Klaus-Peter hat folgendes geschrieben: | Dass ich Dawkins gut finde, beeinträchtigt mein Urteil hier keineswegs. Zu einer Auseinandersetzung mit Dawkins ist er noch gar nicht gekommen, (bis Seite 110), |
Okay. Ich richtete mich ein wenig nach der Rezension in
http://www.wissenschaft-online.de/artikel/570666
die sich ein wenig mit dem deckt, was ich sonst noch von Rose kenne.
Klaus-Peter hat folgendes geschrieben: | bisher hat er Thesen, die von Popper stammen, Thomas S. Kuhn zugeschrieben, und behauptet, das sei eine gerechtfertigte Kritik Kuhns an Popper. |
Deren beide Standpunkte lagen gar nicht sooo weit auseinander.
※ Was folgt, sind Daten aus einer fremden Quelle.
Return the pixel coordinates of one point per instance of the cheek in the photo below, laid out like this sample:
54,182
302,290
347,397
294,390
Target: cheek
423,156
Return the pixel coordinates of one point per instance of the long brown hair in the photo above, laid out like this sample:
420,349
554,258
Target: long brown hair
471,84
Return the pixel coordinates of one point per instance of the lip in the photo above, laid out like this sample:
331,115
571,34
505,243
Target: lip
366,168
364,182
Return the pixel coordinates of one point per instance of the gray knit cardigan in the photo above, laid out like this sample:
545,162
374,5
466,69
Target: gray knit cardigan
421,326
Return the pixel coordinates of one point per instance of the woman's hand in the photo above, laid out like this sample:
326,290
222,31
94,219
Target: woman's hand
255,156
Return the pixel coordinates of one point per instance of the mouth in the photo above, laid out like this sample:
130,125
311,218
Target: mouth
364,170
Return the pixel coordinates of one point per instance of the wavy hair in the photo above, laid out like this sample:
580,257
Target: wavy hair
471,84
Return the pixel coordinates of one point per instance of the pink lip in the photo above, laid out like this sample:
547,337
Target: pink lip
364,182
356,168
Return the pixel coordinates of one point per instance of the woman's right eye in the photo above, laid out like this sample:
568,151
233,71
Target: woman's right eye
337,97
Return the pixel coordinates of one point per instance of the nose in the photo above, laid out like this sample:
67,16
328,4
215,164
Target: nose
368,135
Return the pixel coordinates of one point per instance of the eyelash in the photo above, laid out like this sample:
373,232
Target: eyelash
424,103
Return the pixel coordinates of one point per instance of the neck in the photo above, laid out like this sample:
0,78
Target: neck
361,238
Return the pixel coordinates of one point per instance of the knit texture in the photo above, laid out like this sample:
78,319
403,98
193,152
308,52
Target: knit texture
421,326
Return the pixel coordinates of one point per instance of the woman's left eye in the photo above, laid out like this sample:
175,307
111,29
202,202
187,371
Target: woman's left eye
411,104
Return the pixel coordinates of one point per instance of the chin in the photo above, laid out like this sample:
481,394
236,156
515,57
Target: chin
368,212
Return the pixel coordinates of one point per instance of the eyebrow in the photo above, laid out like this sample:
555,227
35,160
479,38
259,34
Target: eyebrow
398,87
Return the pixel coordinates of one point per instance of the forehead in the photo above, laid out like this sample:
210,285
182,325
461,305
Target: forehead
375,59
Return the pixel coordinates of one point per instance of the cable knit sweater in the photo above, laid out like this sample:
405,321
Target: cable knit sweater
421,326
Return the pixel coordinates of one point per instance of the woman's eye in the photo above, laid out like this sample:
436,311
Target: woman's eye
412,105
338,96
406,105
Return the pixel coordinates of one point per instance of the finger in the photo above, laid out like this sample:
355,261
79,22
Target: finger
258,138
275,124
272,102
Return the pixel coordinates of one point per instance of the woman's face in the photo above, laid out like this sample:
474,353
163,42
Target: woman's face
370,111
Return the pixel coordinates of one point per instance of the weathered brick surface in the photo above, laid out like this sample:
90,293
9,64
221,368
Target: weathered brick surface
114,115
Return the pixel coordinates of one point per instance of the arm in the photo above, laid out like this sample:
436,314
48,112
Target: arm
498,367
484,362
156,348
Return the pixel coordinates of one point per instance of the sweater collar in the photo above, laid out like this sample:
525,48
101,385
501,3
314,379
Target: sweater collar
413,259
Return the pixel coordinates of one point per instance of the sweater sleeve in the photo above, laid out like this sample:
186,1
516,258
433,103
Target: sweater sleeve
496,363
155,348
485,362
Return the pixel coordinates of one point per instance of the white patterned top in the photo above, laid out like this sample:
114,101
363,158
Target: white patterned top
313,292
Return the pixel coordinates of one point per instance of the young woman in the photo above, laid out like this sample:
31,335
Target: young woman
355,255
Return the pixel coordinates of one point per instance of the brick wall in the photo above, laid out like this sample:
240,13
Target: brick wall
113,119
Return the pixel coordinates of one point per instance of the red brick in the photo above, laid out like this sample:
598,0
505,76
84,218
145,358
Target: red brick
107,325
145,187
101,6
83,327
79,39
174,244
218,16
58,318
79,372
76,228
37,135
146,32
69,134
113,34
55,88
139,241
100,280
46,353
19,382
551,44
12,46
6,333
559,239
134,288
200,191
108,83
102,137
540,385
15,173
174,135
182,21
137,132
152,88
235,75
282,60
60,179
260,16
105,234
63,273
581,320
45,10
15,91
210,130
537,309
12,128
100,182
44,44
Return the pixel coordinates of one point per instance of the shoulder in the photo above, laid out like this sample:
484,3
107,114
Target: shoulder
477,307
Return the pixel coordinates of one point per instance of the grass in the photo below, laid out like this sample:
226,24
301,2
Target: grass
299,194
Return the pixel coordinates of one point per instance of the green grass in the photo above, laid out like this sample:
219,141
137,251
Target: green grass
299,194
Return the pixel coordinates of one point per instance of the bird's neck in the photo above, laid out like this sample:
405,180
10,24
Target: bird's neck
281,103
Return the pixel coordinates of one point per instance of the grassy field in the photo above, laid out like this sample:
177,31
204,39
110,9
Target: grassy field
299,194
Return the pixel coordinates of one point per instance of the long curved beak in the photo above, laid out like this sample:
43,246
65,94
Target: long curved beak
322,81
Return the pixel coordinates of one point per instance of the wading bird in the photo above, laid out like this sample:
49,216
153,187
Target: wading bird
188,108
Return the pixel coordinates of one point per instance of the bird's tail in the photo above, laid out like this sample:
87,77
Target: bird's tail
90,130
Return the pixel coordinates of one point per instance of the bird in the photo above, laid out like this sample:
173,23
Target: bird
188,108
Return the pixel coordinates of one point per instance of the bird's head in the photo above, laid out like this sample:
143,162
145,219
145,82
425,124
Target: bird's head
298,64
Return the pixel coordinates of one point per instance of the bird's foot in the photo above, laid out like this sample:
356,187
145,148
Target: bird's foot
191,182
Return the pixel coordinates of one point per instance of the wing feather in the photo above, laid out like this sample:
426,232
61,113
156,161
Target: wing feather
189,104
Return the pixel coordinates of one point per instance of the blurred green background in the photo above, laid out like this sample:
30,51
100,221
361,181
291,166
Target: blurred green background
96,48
Kennst Du
Kuhn, T.S. (1978) 'Logik oder Psychologie der Forschung?' in: Kuhn, T.S. 'Die Enstehung des Neuen. Studien zur Struktur der Wissenschaftsgeschichte' Frankfurt, Suhrkamp S. 357-388
Klaus-Peter hat folgendes geschrieben: | Ausserdem hat der den Zirkelschluss als erforderliche Schlussweise bei der Erkenntnis bezeichnet, |
Stimmt. Das ist der 'circulus virtuosus' (nicht zu verwechseln mit den 'circulus vitiosus'), auf den Vollmer immer abhebt.
Klaus-Peter hat folgendes geschrieben: | sowie eine Einstellung, die Dennett explizit als "greedy reductionism", als "gefrässigen Reduktionismus" bezeichnet und massiv kritisiert hat, als die angebliche Position von Dennett ausgegeben. |
Ich habe Dir schon Kritiken zum Ansatz Dennetts genannt. Dessen Position finde ich genauso unhaltbar wie die Dawkins'. Ich fasse mich an den Kopf, wenn ich an die Autoren denke, die Dennett als 'Diskussionspartner' etc. aufführte. Vor allem, wenn man bedenkt, was Mayr von Dennett hält.
Klaus-Peter hat folgendes geschrieben: | Diesen "gefrässigen Reduktionismus", den kein Mensch im Ernst glaubt, kritisiert er dann heftig (wenn auch nicht mit ganz so guten Argumenten wie Dennett). Das sind in Kürze die Gründe, warum ich Roses Buch für philosophisch minderwertig halte. |
Du hast mich überzeugt. Ich habe mir das Buch bestellt.
Klaus-Peter hat folgendes geschrieben: | Thomas Waschke hat folgendes geschrieben: | Angesichts Deiner Wortwahl gehe ich davon aus, dass das Buch gut sein muss. Wenn ich Zeit habe, werde ich es mir besorgen. |
Kannste gerne machen. Vielleicht wirst Du mir dann meinen Eindruck bestätigen, dass es erkenntnistheoretisch den gleichen Wert hat wie das Buch von Scherer und Junker über Evolution. |
Ich war vor ein paar Tagen auf einem WorkShop der Arbeitsgruppe 'Biologie' derer von Wort und Wissen. Junker hat erkannt, dass er das erste Kapitel massiv überarbeiten muss.
Das, was ich von Dir bisher über Erkenntnistheorie gelesen habe, deckt sich nicht gerade mit dem, was ich goutiere. Kann sein, dass wir beide uns darüber einig sind, was wir von Scherer und Junkers Ansatz halten. Das heißt aber noch lange nicht, dass wir denselben Ansatz vertreten. Ich gehe davon aus, dass unsere Ansätze sich ganz gewaltig unterscheiden.